Third, he noted that the Russian writer Leo Tolstoy first introduced the notion of “tax slavery,” which for him meant the taxation imposed on the poor, and the notion acquired a different meaning in American political thought to indicate excessive taxation. Zoccatelli added that Catholic social teaching maintains that paying taxes is a moral duty, yet, as Pope Benedict XVI stated while visiting Africa in 2009, excessively high or unjustly imposed taxes “may sometimes be illegal.”
This concept of “illegal taxes” is of the utmost importance for the Tai Ji Men case, Zoccatelli said.
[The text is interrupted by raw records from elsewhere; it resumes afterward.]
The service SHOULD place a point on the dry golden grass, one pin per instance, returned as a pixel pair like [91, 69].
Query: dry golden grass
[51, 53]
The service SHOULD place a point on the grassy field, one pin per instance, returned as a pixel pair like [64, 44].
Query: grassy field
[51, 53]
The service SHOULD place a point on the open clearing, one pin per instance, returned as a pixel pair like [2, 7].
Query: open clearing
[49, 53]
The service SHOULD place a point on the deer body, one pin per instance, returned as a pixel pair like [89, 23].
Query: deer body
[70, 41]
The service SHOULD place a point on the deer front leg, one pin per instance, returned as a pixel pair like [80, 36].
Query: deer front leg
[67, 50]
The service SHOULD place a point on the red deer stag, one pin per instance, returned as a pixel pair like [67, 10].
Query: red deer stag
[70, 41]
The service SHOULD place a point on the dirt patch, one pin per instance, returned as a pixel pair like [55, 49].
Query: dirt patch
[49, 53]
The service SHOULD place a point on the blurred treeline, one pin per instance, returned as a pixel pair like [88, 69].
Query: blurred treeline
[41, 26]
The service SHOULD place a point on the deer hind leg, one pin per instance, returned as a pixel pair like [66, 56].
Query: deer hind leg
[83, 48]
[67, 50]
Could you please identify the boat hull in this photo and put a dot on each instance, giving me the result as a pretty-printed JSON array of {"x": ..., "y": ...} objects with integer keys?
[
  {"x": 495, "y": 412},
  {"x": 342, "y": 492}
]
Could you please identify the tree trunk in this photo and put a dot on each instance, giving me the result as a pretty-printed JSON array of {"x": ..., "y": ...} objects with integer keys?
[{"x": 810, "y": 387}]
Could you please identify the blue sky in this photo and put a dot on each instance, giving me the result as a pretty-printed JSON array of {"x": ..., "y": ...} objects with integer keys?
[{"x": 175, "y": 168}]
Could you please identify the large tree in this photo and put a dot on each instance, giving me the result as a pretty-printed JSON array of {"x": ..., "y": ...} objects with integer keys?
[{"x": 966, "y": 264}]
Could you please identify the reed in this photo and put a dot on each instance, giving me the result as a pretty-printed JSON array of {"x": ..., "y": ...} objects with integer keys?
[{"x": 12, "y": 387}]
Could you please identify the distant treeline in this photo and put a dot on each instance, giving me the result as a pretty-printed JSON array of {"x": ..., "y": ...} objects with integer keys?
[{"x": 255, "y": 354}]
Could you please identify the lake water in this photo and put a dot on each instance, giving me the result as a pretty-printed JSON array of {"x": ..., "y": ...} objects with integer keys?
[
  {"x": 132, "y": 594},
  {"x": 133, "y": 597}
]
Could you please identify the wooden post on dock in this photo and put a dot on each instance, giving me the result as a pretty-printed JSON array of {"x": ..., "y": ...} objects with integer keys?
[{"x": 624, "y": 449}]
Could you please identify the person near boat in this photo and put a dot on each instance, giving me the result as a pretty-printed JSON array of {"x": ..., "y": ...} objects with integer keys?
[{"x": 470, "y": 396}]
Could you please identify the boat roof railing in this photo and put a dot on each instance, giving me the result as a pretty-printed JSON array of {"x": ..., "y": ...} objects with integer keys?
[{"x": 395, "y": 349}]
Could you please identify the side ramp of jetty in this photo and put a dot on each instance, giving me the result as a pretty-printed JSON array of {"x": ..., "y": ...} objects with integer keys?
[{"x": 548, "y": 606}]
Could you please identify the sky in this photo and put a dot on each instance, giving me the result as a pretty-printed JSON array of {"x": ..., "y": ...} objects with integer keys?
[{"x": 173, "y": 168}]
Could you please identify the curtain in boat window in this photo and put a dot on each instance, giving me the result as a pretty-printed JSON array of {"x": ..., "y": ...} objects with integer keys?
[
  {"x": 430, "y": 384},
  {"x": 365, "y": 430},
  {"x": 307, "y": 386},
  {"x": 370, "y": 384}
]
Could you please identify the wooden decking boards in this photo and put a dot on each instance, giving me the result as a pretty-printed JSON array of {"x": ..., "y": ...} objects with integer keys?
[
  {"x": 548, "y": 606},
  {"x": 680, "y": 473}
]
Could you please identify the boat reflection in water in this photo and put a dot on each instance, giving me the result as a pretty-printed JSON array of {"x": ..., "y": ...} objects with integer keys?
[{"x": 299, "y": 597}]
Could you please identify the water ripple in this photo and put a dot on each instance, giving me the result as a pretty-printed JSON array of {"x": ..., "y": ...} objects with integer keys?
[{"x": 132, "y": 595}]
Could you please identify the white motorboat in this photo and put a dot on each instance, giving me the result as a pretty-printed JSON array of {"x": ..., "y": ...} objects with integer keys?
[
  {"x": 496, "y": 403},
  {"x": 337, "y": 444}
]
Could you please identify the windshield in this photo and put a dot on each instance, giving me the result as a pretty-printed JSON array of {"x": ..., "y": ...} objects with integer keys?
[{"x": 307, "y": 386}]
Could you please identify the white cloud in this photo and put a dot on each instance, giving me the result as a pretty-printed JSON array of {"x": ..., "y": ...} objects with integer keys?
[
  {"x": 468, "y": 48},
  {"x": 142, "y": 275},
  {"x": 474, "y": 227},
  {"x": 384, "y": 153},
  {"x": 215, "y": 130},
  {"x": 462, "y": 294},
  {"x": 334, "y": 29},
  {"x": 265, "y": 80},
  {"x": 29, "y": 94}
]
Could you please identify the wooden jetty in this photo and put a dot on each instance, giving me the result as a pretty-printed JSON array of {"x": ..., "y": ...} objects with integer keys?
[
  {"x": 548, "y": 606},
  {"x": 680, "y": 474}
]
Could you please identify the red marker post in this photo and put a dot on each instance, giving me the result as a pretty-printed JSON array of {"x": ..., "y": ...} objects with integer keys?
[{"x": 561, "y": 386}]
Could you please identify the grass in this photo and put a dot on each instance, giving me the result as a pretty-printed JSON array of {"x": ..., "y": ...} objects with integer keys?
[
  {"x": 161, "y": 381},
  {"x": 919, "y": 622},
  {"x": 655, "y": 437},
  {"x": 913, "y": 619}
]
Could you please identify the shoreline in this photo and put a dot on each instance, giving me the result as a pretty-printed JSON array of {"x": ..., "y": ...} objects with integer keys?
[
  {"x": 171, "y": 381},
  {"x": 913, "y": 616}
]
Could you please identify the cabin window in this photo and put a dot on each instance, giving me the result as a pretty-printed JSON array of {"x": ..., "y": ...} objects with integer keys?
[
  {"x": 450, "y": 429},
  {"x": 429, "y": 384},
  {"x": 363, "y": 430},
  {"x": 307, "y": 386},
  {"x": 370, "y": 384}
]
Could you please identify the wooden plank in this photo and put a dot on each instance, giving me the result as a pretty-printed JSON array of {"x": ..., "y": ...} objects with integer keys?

Taxes may be imposed against the law, however, what Benedict XVI was denouncing were taxes that formally respected the law yet were substantially and morally unfair and thus “illegal.”
Tai Ji Men dizi, Zoccatelli said, insist that the tax bills against Dr. Hong, including the one for 1992 that was maintained after the others were corrected to zero, and the auction and seizure of Tai Ji Men sacred land were “illegal.” Taiwanese bureaucrats continue to answer that maintaining the 1992 bill and auctioning the land had been authorized by (formally) valid administrative and legal decisions, thus cannot be illegal.
However, Zoccatelli concluded, what the Taiwanese authorities do not see is that there are two forms of illegality, one formal and one substantial. An act by a government or a decision by a court may be formally correct but patently and even monstrously unjust and unfair. In this case, it is substantially illegal, as it happened in the Tai Ji Men case.
Zoccatelli then introduced two videos, one musical and one realized in the form of a cartoon by Tai Ji Men children. The latter told the story of the Tai Ji Men case and of the global COVID-19 crisis as if it was a fairy take. However, fairy tales—as several participants commented—may sometimes be the best way to reveal deep truths.